Hello,

On Fri, Sep 24, 2021 at 04:06:10PM +0300, Reco wrote:
> On Fri, Sep 24, 2021 at 01:59:58PM +0200, to...@tuxteam.de wrote:
> > Back then you could more or less safely assume that a file system
> > image wasn't out to kill you. These days, though...
> 
> Oh. Citation needed. Curious minds want to know.

I've repeatedly read kernel developers say that there are no safety
guarantees about mounting a filesystem that someone else has made.
In this article, Theodore TS'o (the primary developer of ext*) is
quoted as saying that ext4 and XFS currently aren't safe in that
regard:

    https://lwn.net/Articles/796687/

> How exactly one can produce a filesystem image that tries to get you?

You would craft invalid metadata that caused bad things to happen
when it's mounted. Just because the kernel can't make such metadata
itself doesn't mean that an attacker can't write it to an image.

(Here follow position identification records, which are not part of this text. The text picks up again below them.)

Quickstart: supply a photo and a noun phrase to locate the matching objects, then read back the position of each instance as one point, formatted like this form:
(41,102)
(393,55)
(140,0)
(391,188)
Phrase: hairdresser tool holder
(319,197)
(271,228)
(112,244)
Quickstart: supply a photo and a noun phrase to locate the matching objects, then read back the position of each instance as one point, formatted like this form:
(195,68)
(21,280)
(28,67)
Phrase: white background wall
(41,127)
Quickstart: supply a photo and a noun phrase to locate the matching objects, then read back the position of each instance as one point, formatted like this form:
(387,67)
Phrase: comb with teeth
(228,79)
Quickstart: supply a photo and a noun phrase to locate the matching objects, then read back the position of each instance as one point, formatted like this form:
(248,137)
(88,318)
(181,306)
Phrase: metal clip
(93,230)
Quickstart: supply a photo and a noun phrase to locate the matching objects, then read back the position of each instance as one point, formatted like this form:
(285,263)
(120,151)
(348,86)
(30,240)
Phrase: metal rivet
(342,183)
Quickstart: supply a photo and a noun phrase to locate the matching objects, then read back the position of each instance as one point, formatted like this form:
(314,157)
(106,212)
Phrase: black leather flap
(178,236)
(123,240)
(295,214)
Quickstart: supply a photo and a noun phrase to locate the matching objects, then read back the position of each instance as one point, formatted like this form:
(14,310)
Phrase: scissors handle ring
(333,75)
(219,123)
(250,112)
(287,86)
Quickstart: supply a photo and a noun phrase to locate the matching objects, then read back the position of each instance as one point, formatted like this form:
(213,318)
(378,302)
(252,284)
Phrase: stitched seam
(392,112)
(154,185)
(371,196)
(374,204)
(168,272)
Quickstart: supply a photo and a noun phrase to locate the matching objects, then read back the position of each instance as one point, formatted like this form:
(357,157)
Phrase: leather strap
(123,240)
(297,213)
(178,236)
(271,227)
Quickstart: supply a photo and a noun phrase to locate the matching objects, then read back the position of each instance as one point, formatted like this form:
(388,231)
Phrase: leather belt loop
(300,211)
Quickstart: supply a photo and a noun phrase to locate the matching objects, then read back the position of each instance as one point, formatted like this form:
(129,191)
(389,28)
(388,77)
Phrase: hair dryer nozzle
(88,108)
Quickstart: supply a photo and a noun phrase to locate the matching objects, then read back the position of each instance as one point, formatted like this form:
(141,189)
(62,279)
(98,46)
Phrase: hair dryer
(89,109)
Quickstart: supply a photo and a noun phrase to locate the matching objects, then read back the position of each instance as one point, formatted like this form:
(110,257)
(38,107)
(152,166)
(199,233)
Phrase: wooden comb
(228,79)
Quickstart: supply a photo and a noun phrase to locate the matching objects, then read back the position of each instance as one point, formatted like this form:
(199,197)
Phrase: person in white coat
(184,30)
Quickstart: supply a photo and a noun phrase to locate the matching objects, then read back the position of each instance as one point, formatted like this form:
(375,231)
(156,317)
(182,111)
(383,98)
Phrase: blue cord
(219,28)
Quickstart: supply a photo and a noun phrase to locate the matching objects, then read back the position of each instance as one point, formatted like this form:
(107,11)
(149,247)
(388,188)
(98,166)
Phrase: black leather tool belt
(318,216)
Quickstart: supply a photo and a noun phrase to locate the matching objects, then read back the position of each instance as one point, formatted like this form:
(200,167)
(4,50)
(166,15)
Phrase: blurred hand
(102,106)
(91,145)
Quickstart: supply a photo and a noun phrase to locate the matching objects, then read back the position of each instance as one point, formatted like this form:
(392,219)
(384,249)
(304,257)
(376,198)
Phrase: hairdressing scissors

The article is about a new filesystem, where it was pointed out that
it would be trivial to craft an image that crashed the kernel. That
was considered a bug and fixed, but existing Linux filesystem
developers admit that there are similar bugs in incredibly popular
existing filesystems on Linux, so to demand that a new filesystem
didn't have that problem would be a double standard. Others
preferred to see it as standards being raised.